Our last sale was in the Fulton neighborhood, right on the edge of the city, literally a baseball’s throw away from Edina, and too near the 50th and France corner for comfort. This one had the coolest stuff, and the people who ran the sale seemed to know that. “Santa, We’ve Got You Covered!” is how the sale was billed on estatesales.net. Tons and tons of cool stuff, and a lot of great paper.
By this I mean it was a sale for that friend you know who loves old magazines and postcards. Cough, cough, hint, hint. Anyway, there were piles of beautiful Life magazines, overpriced that first day ($5 each–I nabbed ten the next day for ten bucks.) There was also this stinky Playboy from the 60s, featuring a nude pictorial of most of the Bond girls, from Dr. No to Thunderball (if You Only Live Twice’s Karin Dor had been in there, I might have bought this hateful, smelly mag.)
You know someone who adores champagne? How about this ridiculous Mumm Champagne bucket (right)? Or a cork for your wine that has a gentleman tipping his hat while riding a wine barrel? Maybe a booklet on the Fifth Column’s invasion of America? Belt bucket kits, old postcards, the most beautiful ties I may have ever seen at a sale… all ruined from being stuffed in the bottom of a bag for years, now wrinkled beyond repair. Can I get that gift wrapped?
I only bought a couple of items on that first day, then went back on discount day to plunder the Life mags. And it was there I found what will hopefully be a nice gift for one of two friends I know: a Lem Kaercher campaign sign (bottom.) This was in a pile on an attic bedroom, scattered among some U of M Strike signs and old newspapers covering Nixon’s resignation.
Lem was quite a fellow. A one-term state representative from Ortonville, MN (unaffiliated, yet part of a liberal caucus), he owned and published the Ortonville Independent, and was a friend of the hobo. According to the Milwaukee Road Heritage Center newsletter:
As a youngster, L. A. “Lem” Kaercher of Ortonville, Minn., asserted his individuality in a family of 11 children by running away from home several times to bum his way through the Dakotas, Montana and points west. His favorite mode of travel was by rail, either blind baggage or coal tender. Once, he recalls, he even rode the rods.

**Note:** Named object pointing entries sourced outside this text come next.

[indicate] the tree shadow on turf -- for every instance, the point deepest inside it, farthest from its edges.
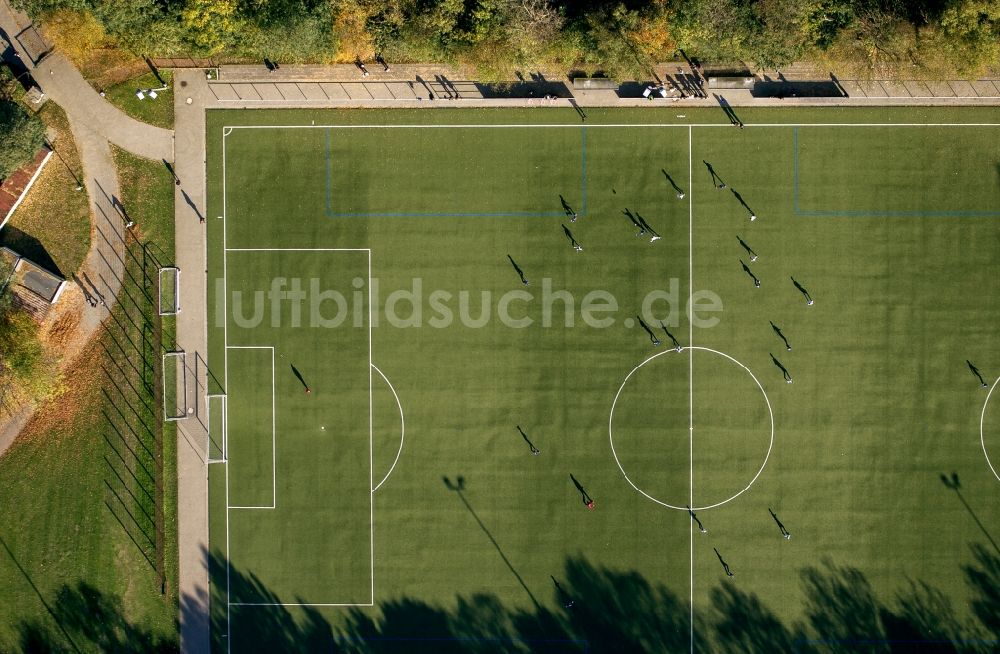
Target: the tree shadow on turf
(622, 611)
(613, 611)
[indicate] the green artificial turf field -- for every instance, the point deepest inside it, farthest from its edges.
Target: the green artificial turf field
(374, 352)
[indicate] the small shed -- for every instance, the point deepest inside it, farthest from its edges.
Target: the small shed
(32, 286)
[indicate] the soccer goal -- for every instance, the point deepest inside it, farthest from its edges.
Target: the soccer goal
(175, 386)
(216, 451)
(170, 291)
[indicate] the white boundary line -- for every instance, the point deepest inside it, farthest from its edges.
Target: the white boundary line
(298, 250)
(402, 428)
(982, 431)
(691, 373)
(611, 125)
(611, 438)
(371, 438)
(274, 440)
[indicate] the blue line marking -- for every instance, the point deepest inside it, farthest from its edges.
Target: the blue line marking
(871, 213)
(436, 214)
(459, 214)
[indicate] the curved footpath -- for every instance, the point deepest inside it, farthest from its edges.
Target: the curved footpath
(93, 123)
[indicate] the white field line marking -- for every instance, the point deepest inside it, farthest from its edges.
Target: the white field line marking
(402, 428)
(606, 125)
(691, 380)
(611, 436)
(225, 365)
(274, 442)
(982, 432)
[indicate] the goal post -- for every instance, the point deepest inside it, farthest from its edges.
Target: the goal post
(175, 385)
(170, 291)
(216, 450)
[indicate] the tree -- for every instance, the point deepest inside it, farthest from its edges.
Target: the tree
(212, 25)
(75, 33)
(971, 30)
(22, 135)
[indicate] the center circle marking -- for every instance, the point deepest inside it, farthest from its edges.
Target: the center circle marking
(982, 429)
(770, 445)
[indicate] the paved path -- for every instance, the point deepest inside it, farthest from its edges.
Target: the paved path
(103, 266)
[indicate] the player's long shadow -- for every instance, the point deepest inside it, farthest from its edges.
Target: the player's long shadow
(458, 487)
(955, 484)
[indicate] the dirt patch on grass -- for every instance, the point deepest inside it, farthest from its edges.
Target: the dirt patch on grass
(82, 393)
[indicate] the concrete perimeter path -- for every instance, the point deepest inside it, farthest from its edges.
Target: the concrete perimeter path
(95, 124)
(104, 264)
(192, 337)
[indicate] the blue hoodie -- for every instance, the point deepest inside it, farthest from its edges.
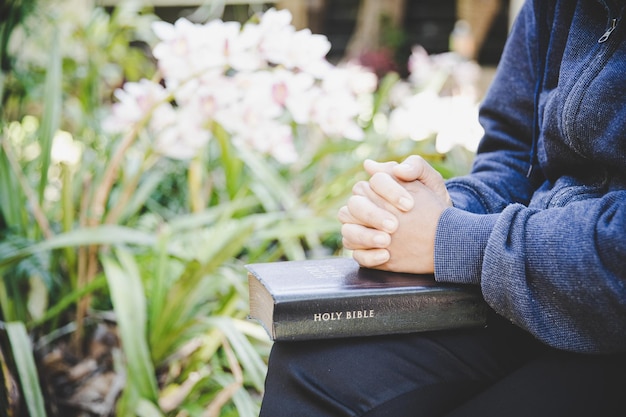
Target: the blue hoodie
(540, 223)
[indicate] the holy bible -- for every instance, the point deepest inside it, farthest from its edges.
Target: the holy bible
(332, 298)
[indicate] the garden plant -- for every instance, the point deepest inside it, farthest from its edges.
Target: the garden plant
(144, 163)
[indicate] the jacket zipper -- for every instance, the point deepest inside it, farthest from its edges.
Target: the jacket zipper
(608, 32)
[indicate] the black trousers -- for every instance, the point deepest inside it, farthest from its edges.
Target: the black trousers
(494, 371)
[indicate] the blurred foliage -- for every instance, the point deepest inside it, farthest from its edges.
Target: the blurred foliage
(104, 226)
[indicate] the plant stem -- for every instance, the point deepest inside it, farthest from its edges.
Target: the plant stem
(38, 213)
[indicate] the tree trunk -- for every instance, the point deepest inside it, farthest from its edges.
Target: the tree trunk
(368, 31)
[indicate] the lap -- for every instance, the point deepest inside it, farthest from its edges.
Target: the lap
(392, 375)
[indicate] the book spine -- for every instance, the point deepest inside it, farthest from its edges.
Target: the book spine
(382, 314)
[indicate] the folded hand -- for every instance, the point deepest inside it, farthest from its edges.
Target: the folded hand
(391, 220)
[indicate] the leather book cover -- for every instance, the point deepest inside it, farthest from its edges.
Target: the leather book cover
(330, 298)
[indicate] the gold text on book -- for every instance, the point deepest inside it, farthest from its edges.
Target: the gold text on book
(343, 315)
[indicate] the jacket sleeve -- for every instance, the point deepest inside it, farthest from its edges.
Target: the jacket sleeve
(499, 173)
(559, 272)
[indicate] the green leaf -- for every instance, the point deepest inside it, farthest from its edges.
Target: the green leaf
(25, 363)
(101, 235)
(129, 303)
(51, 109)
(249, 358)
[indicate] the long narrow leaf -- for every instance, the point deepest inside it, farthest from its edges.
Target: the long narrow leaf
(25, 363)
(12, 207)
(52, 109)
(129, 303)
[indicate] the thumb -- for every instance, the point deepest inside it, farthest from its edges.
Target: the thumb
(415, 168)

Thus he was enrolled in the fellowship of hoboes and introduced to mulligan, the mainstay of “jungle” meals. The youthful adventurer found the concoction of scrounged vegetables and bits of meat stewed in tin cans not only nutritious, but mighty good slurping.
Despite his early peccadilloes, or possibly as a result of them, Mr. Kaercher grew up to become a successful businessman, a member of the state House of Representatives, and presently, in collaboration with his son Jim, the editor and publisher of the Ortonville Independent. But the memory of the open road lingered on, and One Sunday afternoon some years back he visited the local hobo camp. There he found four migrant gentlemen washing vegetables in a spring fed creek and cooking a batch of something that made the very air quiver.
The aroma from the simmering kettle was nostalgic-delicious hobo soup! Mr. Kaercher needed no urging to pull up and enjoy the fare…
Apparently, he invented the canned Hobo Soup, which you can buy in various online locales (hell if I know where you can get it locally, but a t-shirt of that logo would be pretty cool, no?)
I love this sign! “For ACTION Elect LEM KAERCHER!” and then, flanked by quotation marks, “He Gets Things Done.” And we see him strolling leisurely on his way to getting things done. Love the many fonts used in this sign–eight by my count.
You can go and fight with the crowds on Black Friday, stroll the many malls or meander through websites and curse at your laptop when it crashes, but if you want to find the truly unique gifts for the holidays, look no farther than the classified ads, and your local estate sale. You’ll get an adventure, and your friend or relative will get something they’ll remember for a damn long time.
Happy holidays, everyone, and a peaceful new year.